Posted October 5th, 2011.
Posted by Claire Zillman
Proskauer Rose, which frequently defends employers against discrimination claims, faces a discrimination case of its own.
In a suit filed Wednesday in New York State court, Elly Rosenthal, 57, claims the firm where she worked for 18 years—16 of them as chief financial officer—demoted and ultimately fired her because of her gender, her age, and a perceived disability following a medical leave during which she was treated for breast cancer. Rosenthal seeks $10 million in compensatory and punitive damages.
A Proskauer spokesman did not respond to requests for comment.
In her complaint, Rosenthal says the problems at the heart of her dispute began in early 2008 when she took a three-month medical leave from the CFO job to receive cancer treatment. The complaint states that before Rosenthal took the leave, Proskauer chairman Allen Fagin told her “there will always be a place for you” at the firm.

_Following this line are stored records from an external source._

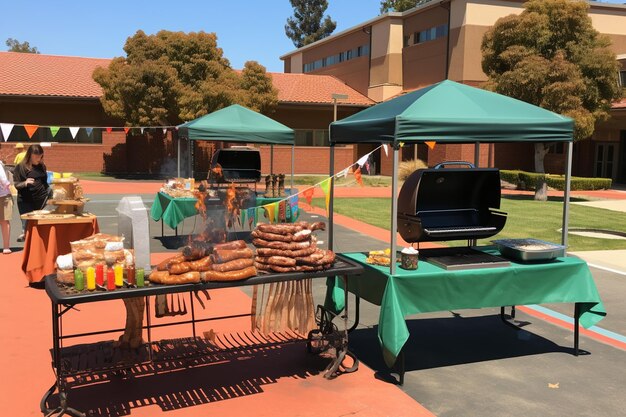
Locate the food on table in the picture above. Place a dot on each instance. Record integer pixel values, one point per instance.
(379, 257)
(205, 261)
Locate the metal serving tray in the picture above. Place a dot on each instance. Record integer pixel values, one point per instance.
(529, 249)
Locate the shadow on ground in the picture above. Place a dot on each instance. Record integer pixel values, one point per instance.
(441, 342)
(235, 375)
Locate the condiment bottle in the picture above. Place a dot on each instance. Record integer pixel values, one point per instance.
(91, 278)
(79, 282)
(100, 275)
(130, 274)
(139, 275)
(119, 275)
(110, 279)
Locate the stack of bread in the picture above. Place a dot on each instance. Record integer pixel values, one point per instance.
(229, 261)
(100, 248)
(290, 247)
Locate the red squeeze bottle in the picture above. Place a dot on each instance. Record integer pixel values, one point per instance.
(100, 274)
(130, 274)
(110, 279)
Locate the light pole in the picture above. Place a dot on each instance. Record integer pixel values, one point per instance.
(331, 231)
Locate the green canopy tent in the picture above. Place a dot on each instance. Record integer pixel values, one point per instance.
(236, 123)
(449, 112)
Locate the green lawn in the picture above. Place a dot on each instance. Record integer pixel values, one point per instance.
(526, 218)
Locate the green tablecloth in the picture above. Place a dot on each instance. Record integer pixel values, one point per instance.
(432, 288)
(172, 210)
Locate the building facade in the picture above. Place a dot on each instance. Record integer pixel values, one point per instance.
(401, 52)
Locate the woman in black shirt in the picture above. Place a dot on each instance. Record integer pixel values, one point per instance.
(31, 181)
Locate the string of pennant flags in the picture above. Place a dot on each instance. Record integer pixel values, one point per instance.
(277, 211)
(7, 128)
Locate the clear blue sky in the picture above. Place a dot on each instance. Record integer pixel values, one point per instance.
(246, 29)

But when Rosenthal came back to work, the complaint states, she was immediately removed from the CFO post and demoted to chief administrative financial officer, even though she had not gotten negative performance reviews. The complaint argues that Rosenthal’s replacement as CFO, Jim Barbaria, was less qualified for the job than she was. Unlike Rosenthal, the complaint states, Barbaria was not a certified public accountant and had never led a financial department.
Rosenthal says in the complaint that she stayed with the firm in the lesser job, but claims that male administrators made a “concerted effort to force her out of the firm” by, for example, excluding her from communications about the firm’s financial information and assigning her to a secondary New York City office eight blocks from Proskauer’s new Times Square headquarters.
During a 2008 performance review, Proskauer’s chief operating officer, Art Gurwitz, told Rosenthal that she would not receive a bonus or a merit increase, which he said was Proskauer’s way of offsetting her three-month paid medical leave, the complaint alleges.
When Rosenthal first returned to work, she accepted a pay cut in exchange for working a reduced schedule in the office, the complaint states. But when she resumed a full-time schedule in April 2010, her pay was not reinstated, according to the complaint.
Finally, in March 2011, Proskauer fired Rosenthal because there was “no role” for her at the firm and then gave her three days to vacate her office, according to the complaint. “Proskauer’s abrupt dismissal of Ms. Rosenthal, without warning of any kind, despite her nearly two decades of loyal service to the firm, constitutes malicious or reckless indifferent treatment,” the complaint states.
While Rosenthal’s complaint does not offer details about the alleged gender- and age-based discrimination, her attorney says he expects more information related to those claims to emerge as the case progresses.
Rosenthal’s attorney David Sanford of Sanford Wittels & Heisler said in an interview Wednesday that he and his client have reason to believe that evidence unearthed during discovery will show that people in similar circumstances at the firm who are male or younger than the plaintiff “have not been treated in similar ways.”